Neste divisor de águas de quinze anos, um estranho processo marcou o Rio Grande do Sul. A ascensão dos seus melhores quadros políticos para a governança nacional esvaziou o estado de bons políticos e também da sua magnitude, tornando-o uma espécie de capitania militar do Estado Novo. Ao empalmar o Brasil com sua liderança, o Rio Grande desinflou-se da sua importância.
Do Rio Grande Populista ao Rio Grande Autoritário (1945-1985)
Quando os deputados da constituinte de 1947 reuniram-se pela primeira vez em Porto Alegre, além da excentricidade deles proporem um regime parlamentarista exclusivo ao nosso estado, um fato étnico chamou a atenção: o aumento significativo de representantes da área colonial ítalo-alemã. Eram os primeiros sinais daquilo que mais tarde iria acelerar-se.
Alargam-se as diferenças: a metade Sul, de origem luso-açorita, campeira, pastoril, da fazenda, do peão "pêlo-duro", e do estanciero de voz grossa, mandona, estiolava-se, dando lugar em importância à metade Norte, povoada pelos descendentes dos imigrantes com suas pequenas e médias urbes coloniais, dominadas pela propriedade familiar, pelo artesanato e pelo industrial diligente, de fala rústica, com um sotaque de alemão ou de italiano abrasileirado.
Desde 1945, conquistada a democracia, Porto Alegre, como uma espécie de zona neutra a ser ganha, será o palco da disputa entre as duas metades do Rio Grande.
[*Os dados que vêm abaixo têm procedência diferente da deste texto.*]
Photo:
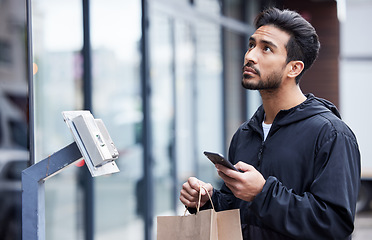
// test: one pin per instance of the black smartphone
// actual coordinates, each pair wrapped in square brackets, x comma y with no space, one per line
[217,158]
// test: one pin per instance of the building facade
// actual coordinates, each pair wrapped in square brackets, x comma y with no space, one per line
[165,77]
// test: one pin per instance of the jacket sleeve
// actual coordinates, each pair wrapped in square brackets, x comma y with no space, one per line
[327,210]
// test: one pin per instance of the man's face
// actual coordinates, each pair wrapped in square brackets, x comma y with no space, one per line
[265,59]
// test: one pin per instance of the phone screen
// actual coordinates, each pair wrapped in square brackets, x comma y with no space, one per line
[217,158]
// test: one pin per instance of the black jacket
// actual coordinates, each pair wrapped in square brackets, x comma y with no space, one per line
[311,164]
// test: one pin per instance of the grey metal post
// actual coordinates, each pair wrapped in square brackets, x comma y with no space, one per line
[33,189]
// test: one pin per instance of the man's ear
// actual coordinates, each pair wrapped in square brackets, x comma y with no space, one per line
[296,67]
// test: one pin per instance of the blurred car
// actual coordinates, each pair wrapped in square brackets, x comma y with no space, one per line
[12,162]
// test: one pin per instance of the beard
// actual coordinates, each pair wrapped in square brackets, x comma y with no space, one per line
[271,82]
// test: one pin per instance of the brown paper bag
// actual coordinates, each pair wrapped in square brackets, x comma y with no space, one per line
[204,225]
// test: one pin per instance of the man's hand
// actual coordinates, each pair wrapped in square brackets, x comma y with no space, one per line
[189,195]
[244,185]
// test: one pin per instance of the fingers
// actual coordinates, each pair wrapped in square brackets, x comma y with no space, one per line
[244,167]
[189,194]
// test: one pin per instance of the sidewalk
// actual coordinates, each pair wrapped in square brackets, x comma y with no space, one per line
[363,226]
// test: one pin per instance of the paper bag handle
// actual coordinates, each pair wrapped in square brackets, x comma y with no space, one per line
[198,206]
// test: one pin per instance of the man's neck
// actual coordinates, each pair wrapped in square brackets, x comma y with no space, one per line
[280,99]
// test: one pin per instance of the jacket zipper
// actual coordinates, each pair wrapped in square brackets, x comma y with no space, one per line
[260,152]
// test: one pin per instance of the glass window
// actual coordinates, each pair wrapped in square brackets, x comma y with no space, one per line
[208,98]
[115,41]
[162,105]
[57,42]
[210,6]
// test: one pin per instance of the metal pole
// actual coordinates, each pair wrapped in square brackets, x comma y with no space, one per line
[33,189]
[31,124]
[147,138]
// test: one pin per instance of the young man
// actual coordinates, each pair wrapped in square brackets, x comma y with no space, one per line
[299,162]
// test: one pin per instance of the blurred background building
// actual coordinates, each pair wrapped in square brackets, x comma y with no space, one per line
[164,75]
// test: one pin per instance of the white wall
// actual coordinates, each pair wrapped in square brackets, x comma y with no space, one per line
[356,75]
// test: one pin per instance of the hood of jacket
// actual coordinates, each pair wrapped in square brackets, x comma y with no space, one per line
[310,107]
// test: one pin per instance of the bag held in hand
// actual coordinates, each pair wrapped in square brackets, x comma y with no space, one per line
[204,225]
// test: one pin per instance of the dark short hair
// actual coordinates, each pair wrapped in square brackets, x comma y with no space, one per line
[303,44]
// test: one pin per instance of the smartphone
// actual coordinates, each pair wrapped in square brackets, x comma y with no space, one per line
[217,158]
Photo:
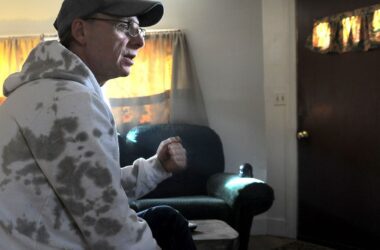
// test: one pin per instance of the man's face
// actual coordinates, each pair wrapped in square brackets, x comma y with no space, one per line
[109,49]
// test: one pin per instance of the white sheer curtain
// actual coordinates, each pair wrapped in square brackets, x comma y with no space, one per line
[162,88]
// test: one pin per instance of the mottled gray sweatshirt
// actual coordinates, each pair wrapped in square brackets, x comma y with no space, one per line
[61,186]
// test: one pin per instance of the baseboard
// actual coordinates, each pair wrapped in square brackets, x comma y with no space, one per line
[264,225]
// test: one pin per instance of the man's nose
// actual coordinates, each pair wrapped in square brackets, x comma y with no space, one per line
[137,42]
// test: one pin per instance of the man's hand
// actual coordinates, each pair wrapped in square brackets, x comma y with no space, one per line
[172,155]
A isso somou-se a emergência do proletariado urbano, grevista, lutador. O progresso industrial e comercial do estado, a anterior presença de Vargas no poder central(com sua política de proteção ao trabalhador), e a emergência da social-democracia ao poder na Europa atiçaram as lutas sociais.
O trabalhismo e seus adversários: um relativamente bem organizado movimento trabalhista, com doutrina, liderança, partido e bandeira, ideologicamente embalado pelo getulismo e pelo laborismo inglês, emergiu para a conquista do do poder. Do outro lado, o conservadorismo iria alinhar-se, com a benção da Igreja Católica, numa amplíssima frente social que ia do colono pequeno proprietário temente a Deus, ao grande proprietário de terras avesso ao discurso de justiça social.
Grandes embates eleitorais deram-se entre ambos, entre trabalhistas e conservadores, em 1950, em 1954, em 1958 e, finalmente, o último da república populista, ocorrido em 1962, quando os conservadores, capitaneados pelo insosso Ildo Meneghetti, a personificação do anticaudilho, alijaram um brizolismo dividido do poder.
As camadas geológicas: nesta espécie de camadas geológicas das lutas gaúchas: a geográfica, travada entre a metade Sul e a metade Norte; a sócio-política envolvendo trabalhistas e conservadores; mais uma outra deve-se mencionar: a que girava ao redor da funções do Estado, separando o Rio Grande entre os intervencionistas e os não-intervencionistas.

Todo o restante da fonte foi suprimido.